Петр Краснов, завершая повесть, назовет происходящее с Еремой «спасением безумцев
». В этой полярности существования спасенных (лишенного ума, но с живой душой Феди-дурочка и искореженного умом Киряя, готового за страсть свою душу продать) читается и судьба главного героя как «бедствующего страстно», огнем попалившего все страсти своей жизни. Увы, но огнем земным, оставляющим читателю сомнение: подвиг ли то был? «Нет, страшны где-то в глубине своей и страстны тайны жизни; и душно в мире, совсем уже сперто стало, как перед Божией грозой; и напрасно спрашивать, чем разразится она, разрешится в неразумии извечном людском, самоновейшим безумьем уже ставшем. Только ждать осталось, надеяться — на нечто спасительное, некогда обетованное, но, по грехам нашим, уже и невозможное почти…»3
Кажется там, где остановился Петр Краснов (у «почти невозможного») очень вовремя оказался Сергей Щербаков, протянув читателю руку — нежно и аккуратно переправив его через опасность долгого сомнения. Он с готовностью и крепкой уверенностью утверждает ту самую надежду, о которой со скупой горечью говорил Петр Краснов. Щербаков говорит о богомольном народе-крестоходце, о живой христианской вере в русском человеке.
Крестный ход, в сокровенной сути своей повторяющий из века в век путь на Голгофу Господа нашего Иисуса Христа, в повествовании Сергея Щербакова дан в скромных и достойных тонах: без экзальтации и патетики, без особого «богомольного» нервно-психического напряжения (то есть без ложной религиозности). В сущности, повествование монологично — это «мой путь», то есть лично его — автора-героя. Вообще особенность прозы Сергея Щербакова — в этой ответственной опоре на личностное, биографическое. И я подчеркиваю этот момент потому, что писатель не собой тут гордиться (вот, мол, как я значителен), но способен очень чутко настроить себя на других. Пространство его прозы — это бесконечно точное, сердечное и вдумчивое отношение к иным русским голосам. Но коль скоро ему дан этот дар — живого отклика на иное как свое, дар «овнутрения», интуиции — он и подчиняет свою творческую жизнь соработничеству с нынешним русским человеком. Одни его герои беспрепятственно поселяются в его душе, имея на это какое-то не всегда объяснимое право. Другие требует борьбы и преодоления, и попадают в его прозу (или его жизнь) словно бы вопреки авторской воли — как та Даша Растеряша, московская студентка, поселившаяся в деревенском доме автора, ничего не умевшая, неблагодарная, нарушившая весь устроенный внутренний лад жизни… но, и такая нужная автору с ее хорошим знанием церковного пения, с ее невольным наполнением жизни трудными человеческими отношениями там, где хотелось бы не останавливаясь, пройти мимо.

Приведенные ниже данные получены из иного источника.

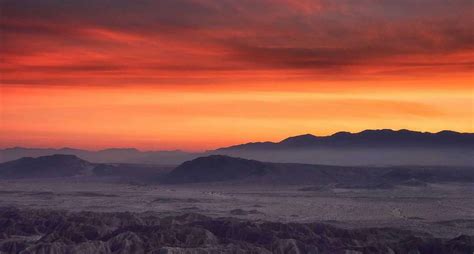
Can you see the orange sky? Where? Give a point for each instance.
(199, 74)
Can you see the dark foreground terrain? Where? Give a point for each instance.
(49, 231)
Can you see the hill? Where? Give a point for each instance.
(58, 165)
(368, 138)
(217, 168)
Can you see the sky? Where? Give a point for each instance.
(201, 74)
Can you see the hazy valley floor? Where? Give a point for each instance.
(443, 210)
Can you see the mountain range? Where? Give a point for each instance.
(225, 169)
(366, 148)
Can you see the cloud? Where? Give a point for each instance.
(187, 38)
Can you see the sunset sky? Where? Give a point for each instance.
(200, 74)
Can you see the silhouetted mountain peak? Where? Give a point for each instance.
(369, 138)
(215, 168)
(57, 165)
(300, 140)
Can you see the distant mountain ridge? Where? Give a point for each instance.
(368, 138)
(58, 165)
(367, 148)
(220, 168)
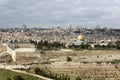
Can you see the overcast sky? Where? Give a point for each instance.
(37, 13)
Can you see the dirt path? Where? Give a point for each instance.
(44, 78)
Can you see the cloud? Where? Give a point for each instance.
(49, 12)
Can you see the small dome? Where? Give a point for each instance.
(80, 37)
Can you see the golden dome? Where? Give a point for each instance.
(80, 37)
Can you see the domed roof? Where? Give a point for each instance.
(80, 37)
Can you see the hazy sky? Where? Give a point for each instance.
(35, 13)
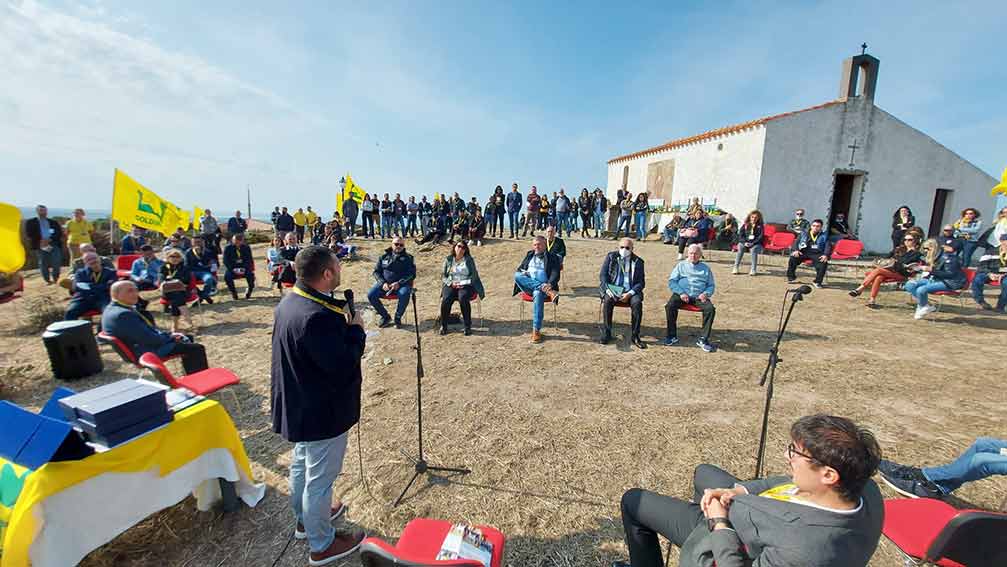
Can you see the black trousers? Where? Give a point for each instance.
(820, 267)
(193, 356)
(675, 304)
(464, 297)
(635, 313)
(646, 514)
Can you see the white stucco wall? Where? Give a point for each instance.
(901, 166)
(731, 174)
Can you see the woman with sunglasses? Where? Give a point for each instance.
(460, 281)
(905, 261)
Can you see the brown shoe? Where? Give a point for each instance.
(341, 546)
(336, 511)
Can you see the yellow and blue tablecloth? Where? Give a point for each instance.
(62, 511)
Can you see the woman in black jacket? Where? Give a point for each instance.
(750, 241)
(460, 281)
(901, 221)
(905, 261)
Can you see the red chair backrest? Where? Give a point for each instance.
(119, 346)
(125, 261)
(847, 249)
(154, 364)
(974, 538)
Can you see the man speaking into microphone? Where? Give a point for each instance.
(317, 344)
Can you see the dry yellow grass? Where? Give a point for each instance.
(555, 433)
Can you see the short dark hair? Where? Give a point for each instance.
(838, 442)
(311, 262)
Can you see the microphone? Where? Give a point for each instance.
(348, 294)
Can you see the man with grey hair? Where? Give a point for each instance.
(91, 287)
(692, 284)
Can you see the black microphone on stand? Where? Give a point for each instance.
(348, 294)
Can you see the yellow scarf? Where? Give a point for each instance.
(324, 304)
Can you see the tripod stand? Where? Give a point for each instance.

Русская проза часто держится на личностном опыте, на «пережитом», но Щербакову дается какая-то голубиная простота, — будто весь объем своей личности и жизни он подчинил тому, чтобы понять, сколько родного для всех русских может вместить его писательская личность. Но чтобы такая проза была интересна другим, она должна иметь одно очень существенное качество. И это ее качество — искренность. Искренность как что-то очень нежное, беззвучное, неизъяснимое в тонкой своей ткани. Искренность как ближайший путь раскрытия самосути бытия — того, что имеет свою собственную глубину и силу. Ведь и на самом-то деле вся книжка писателя — это предельно искреннее слушание своего и чужого сердца, это неустанное «взвешивание» всего и вся на весах любви. Сергей Щербаков всегда помнит, что любовь человек узнает раньше слова — младенец еще говорить не умеет, но уже способен вбирать материнскую любовь. Вообще любовь в прозе писателя держится на отношении к матери, на понимании, терпении и прощении (в книге немало горьких страниц о запоздавшем прощении), на сердечном сокрушении и радости, когда раскрывающиеся «факты жизни» позволяют изменить отношение к человеку в сторону любви и его приятия.